In a review in Urban India, published by the National Institute of Urban Affairs, the book was seen as "a commentary on the liveability of cities from the perspective of human health and safety over the long term" with observations that "appear valuable in repositioning important questions and seeking opportunities for creative solutions." The review went on to say that the book "could be criticised for leaving aside academic rigour (though parts of it are meticulous cross-referenced), but in doing so it brings to the table the value of a close-to-the-ground, interconnected way of looking at our urban fabric. It celebrates the contributions of people in a way academic literature rarely does. [...] The book contextualises city making as a complex highly political process and contends that it is the Indian city that can truly be the landscape on which the idea of India, with its diversity, flourishes.
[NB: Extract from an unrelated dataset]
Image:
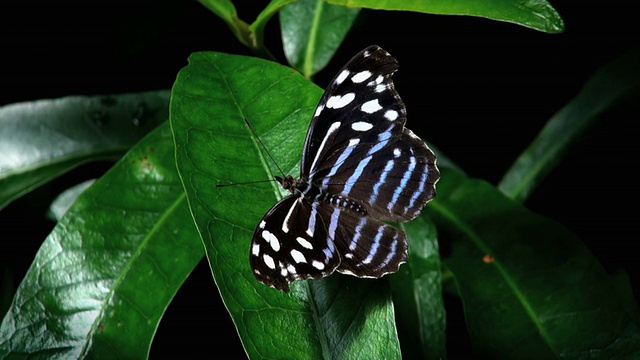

The author's use of humour and his complete honesty while describing the struggles of Indian cities with development urbanism is worthy of appreciation".

In a review on H-Net it was noted that: "In an age when star architects dominate our attention, the Danish architect-urbanist Henrik Valeur's book on India's urban transition is an important reminder to us of a longstanding parallel history of architecture and urbanism, one where architects tackle social problems through practical engagement with the built environment." The review also pointed out that although the book is "not intended as a scholarly book, [it] is well grounded in data, and supported with relevant statistics, footnotes, references, and graphs that prove the great challenges that India is facing" but "[w]hile the statistics make one confront an overwhelming urban crisis in India, through case studies, his intimate narrative orients us toward realistic solutions that can make a difference to improving people's lives in cities"."His visions for the city are inclusive of all social classes rather than schemes for gentrification" and "he encourages the reader to rethink his or her surroundings and imagine futures that would improve the neighborhood and city for all sections of society".

The book was shortlisted for the Best Bookwork of the year 2015 by the Danish Book Craft Society because it "is endowed with a refreshing contemporary graphic expression, which serves to facilitate the presentation of the drier end of the material. […] The contents' different qualities of paper – uncoated, glazed and gray recycled-twig paper – impart a most interesting and varying expression to the book. The cover has been printed on a wonderful piece of uncalendered nutmeg-stained chipboard; this fashions an exquisite organic frame around the clean and matter-of-fact typesetting."